Parmi les arts libéraux, commençons par celui-ci qui nous fait libres ; tous concourent, à la vérité, d’une manière quelconque à notre instruction et à la satisfaction de nos besoins, comme, du reste, toutes choses dans une certaine mesure ; entre tous, il doit passer en première ligne, ayant sur notre vie l’influence la plus directe et servant à la diriger.
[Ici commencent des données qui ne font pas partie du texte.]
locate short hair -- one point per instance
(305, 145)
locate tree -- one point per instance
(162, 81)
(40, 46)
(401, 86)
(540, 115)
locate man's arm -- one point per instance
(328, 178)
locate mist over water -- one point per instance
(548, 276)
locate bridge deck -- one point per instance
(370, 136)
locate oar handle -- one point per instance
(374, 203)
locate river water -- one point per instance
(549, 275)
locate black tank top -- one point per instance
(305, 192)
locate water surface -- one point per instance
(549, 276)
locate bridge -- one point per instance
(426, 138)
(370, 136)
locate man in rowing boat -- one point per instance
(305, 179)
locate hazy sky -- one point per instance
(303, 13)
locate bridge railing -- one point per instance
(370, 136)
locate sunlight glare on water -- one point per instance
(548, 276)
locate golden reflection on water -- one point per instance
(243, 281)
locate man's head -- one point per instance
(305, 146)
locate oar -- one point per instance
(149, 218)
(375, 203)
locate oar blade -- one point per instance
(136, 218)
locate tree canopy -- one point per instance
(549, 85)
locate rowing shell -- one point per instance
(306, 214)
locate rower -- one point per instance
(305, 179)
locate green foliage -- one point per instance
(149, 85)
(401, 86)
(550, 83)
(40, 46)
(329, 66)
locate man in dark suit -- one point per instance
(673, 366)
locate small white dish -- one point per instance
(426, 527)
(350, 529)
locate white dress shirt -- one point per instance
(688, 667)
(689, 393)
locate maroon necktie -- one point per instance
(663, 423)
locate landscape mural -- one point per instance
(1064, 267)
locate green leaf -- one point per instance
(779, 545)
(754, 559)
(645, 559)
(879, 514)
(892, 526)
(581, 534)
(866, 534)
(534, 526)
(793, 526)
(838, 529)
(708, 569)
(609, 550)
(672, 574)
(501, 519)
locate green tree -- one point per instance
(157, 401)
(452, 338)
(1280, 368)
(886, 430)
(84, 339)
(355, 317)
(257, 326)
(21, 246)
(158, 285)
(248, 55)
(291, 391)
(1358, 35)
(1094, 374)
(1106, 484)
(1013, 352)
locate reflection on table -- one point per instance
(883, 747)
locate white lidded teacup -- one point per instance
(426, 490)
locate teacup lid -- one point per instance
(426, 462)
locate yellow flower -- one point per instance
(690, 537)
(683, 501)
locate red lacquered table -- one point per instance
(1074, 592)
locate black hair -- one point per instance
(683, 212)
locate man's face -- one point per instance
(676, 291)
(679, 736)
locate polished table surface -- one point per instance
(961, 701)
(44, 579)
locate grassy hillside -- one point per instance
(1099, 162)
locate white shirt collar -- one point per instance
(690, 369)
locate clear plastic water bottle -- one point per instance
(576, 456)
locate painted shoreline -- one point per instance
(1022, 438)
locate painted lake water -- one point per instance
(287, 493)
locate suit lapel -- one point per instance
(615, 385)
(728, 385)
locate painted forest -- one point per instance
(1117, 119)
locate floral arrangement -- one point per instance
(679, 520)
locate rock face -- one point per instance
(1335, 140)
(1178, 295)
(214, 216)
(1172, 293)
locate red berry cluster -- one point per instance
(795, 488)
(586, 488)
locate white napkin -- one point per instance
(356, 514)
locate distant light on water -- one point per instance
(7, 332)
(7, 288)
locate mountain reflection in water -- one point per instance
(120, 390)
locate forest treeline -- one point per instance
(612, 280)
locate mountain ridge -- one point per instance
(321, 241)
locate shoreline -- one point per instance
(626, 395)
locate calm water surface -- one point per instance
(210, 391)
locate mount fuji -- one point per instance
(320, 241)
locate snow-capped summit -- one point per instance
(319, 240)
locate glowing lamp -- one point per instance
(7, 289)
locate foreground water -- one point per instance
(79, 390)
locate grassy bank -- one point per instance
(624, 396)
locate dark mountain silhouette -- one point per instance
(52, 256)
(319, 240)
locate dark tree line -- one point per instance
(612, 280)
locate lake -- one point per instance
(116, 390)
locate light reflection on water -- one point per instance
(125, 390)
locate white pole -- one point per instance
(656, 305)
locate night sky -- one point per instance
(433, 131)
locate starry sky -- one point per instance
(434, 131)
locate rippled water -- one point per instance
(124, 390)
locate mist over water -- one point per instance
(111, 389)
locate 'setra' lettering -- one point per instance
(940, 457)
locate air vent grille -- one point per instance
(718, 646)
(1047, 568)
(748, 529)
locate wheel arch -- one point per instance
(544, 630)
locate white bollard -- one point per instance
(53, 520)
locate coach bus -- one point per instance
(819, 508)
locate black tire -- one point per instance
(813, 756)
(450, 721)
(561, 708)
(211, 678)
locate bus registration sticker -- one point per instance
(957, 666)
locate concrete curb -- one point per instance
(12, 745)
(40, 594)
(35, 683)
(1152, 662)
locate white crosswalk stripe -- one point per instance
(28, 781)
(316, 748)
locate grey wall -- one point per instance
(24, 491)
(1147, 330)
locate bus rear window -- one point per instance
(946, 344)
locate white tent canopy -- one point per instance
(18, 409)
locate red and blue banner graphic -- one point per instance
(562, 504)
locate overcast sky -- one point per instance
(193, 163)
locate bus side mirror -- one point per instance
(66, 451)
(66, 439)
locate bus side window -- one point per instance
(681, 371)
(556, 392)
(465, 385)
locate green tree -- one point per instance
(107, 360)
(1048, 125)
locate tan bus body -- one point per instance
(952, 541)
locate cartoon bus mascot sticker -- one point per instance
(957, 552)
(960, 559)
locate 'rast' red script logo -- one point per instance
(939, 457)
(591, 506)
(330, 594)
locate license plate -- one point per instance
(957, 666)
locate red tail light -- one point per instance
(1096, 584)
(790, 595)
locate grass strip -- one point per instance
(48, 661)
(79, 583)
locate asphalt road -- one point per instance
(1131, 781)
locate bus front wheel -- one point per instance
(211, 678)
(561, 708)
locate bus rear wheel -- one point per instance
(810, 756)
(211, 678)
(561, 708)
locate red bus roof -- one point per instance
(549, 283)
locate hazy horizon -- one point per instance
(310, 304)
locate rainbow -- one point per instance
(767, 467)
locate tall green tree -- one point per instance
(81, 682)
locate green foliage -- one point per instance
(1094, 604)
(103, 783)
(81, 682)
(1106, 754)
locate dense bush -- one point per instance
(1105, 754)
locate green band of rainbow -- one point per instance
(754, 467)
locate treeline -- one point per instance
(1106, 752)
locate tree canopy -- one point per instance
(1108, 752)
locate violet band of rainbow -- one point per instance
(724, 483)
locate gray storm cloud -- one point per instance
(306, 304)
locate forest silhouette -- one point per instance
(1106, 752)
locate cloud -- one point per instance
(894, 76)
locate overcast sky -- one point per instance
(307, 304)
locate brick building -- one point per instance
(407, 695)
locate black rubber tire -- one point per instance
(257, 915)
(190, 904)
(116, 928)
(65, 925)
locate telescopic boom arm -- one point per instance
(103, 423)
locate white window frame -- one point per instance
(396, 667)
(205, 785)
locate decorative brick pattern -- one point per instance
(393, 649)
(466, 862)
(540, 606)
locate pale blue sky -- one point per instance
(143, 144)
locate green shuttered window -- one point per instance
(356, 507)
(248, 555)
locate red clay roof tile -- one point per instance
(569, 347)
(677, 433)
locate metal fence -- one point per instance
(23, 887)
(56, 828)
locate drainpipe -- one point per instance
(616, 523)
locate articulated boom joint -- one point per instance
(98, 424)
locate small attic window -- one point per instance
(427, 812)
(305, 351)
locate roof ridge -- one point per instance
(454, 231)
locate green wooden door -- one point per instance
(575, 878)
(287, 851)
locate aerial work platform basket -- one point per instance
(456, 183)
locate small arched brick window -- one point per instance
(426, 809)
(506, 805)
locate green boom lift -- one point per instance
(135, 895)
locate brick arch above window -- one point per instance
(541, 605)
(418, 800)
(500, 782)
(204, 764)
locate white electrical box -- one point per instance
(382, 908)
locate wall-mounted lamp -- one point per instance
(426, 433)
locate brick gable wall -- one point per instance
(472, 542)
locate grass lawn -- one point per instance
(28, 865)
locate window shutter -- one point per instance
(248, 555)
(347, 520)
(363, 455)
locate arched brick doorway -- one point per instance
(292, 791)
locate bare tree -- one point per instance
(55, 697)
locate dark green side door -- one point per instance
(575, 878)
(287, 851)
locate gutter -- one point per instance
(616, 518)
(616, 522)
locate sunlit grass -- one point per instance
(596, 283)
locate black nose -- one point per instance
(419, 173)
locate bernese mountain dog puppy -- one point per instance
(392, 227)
Si nous savions restreindre les besoins de notre existence dans de justes limites, telles que la nature nous les trace, nous constaterions que la majeure partie dans chaque science en cours est sans application pour nous, et que même dans ce qui, en elles, nous importe, se trouvent des parties superflues et des points obscurs dont nous ferions mieux de ne pas nous occuper, bornant nos études, suivant ce que nous enseigne Socrate, à ce qu’elles ont d’utile : « Ose être sage et sois-le ; celui qui diffère pour régler sa conduite, ressemble à ce voyageur naïf qui attend, pour passer le fleuve, que l’eau soit écoulée ; pendant ce temps, le fleuve coule toujours et coulera éternellement (Horace). »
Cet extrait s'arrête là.